Ortstermin an der Marsopbrücke mit Diskussion um die Sprunginsel

Münchner Wochenanzeiger : Beim Ortstermin: in der Mitte BA-Mitglied Romanus Scholz, Maria Ecke-Bünger und Klaus Werner Heuschen von der IGOM sowie Peter Geck (v.l.) (Foto: US)
 
Beim Ortstermin: in der Mitte BA-Mitglied Romanus Scholz, Maria Ecke-Bünger und Klaus Werner Heuschen von der IGOM sowie Peter Geck (v.l.) (Foto: US)

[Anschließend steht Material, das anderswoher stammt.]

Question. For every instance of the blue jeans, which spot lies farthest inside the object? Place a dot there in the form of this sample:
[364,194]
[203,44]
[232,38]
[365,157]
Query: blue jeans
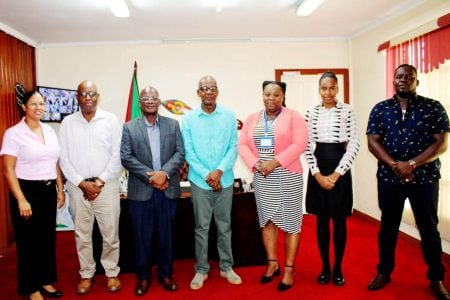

Bis zum Frühjahr bleibt die provisorische Sprunginsel auf der „Marsopbrücke“. Die Forderung nach einer geeigneten Querungshilfe, ob nun Zebrastreifen, Drückampel oder Sprunginsel, hielt schon einige Schülergenerationen der Oselschule im Gespräch mit den Stadtverantwortlichen. Und auch Anwohner beschwerten sich des Öfteren im Bezirksausschuss über die schwer zu überquerende Marsop-/Offenbachstraße.

Doch erst die energischen Forderungen der Interessensgemeinschaft Meyerbeer-/Offenbachstraße e.V. (IGOM) verhalfen der Querungshilfe Anfang November zur Realisierung. Bei aller Freude über den Erfolg kritisierte der Verein einige problematische Punkte. Vor allem die Lage der Sprunginsel in der Mitte der Brücke, die schlechte Ausleuchtung und die geringe Breite führte zu vielen Einwänden von Seiten der IGOM wie auch von Anwohnern.

„Die derzeitige Aufstellung erscheint in gewissem Maße gefährlich, da bei Dunkelheit die Inselteile schwer erkennbar sind“, argumentierte Maria Ecke-Bünger, die Vorsitzende des Vereins. „Man sollte doch meinen, dass auch ohne Geschwindigkeitsvorgaben eine gewisse Rücksichtnahme selbstverständlich wäre. Auch werden Radfahrer nicht über den Bordstein fahren oder schieben.“

Insel und Zebrastreifen?

Zum Ortstermin mit dem BA, KVR und dem Baureferat blieb genügend Zeit, das Für und Wider eines breiteren Querungsstreifens und eines eventuellen Zebrastreifens zu diskutieren. Peter Geck vom KVR zeigte viel Verständnis: „Wir haben hier eine wirklich vertrackte Straßenlage“, meinte er. Nach Norden folgten sofort die Bushaltestellen und außerdem verenge sich die Straße, so dass eine Verschiebung der Sprunginsel nach Norden kaum in Frage kommt.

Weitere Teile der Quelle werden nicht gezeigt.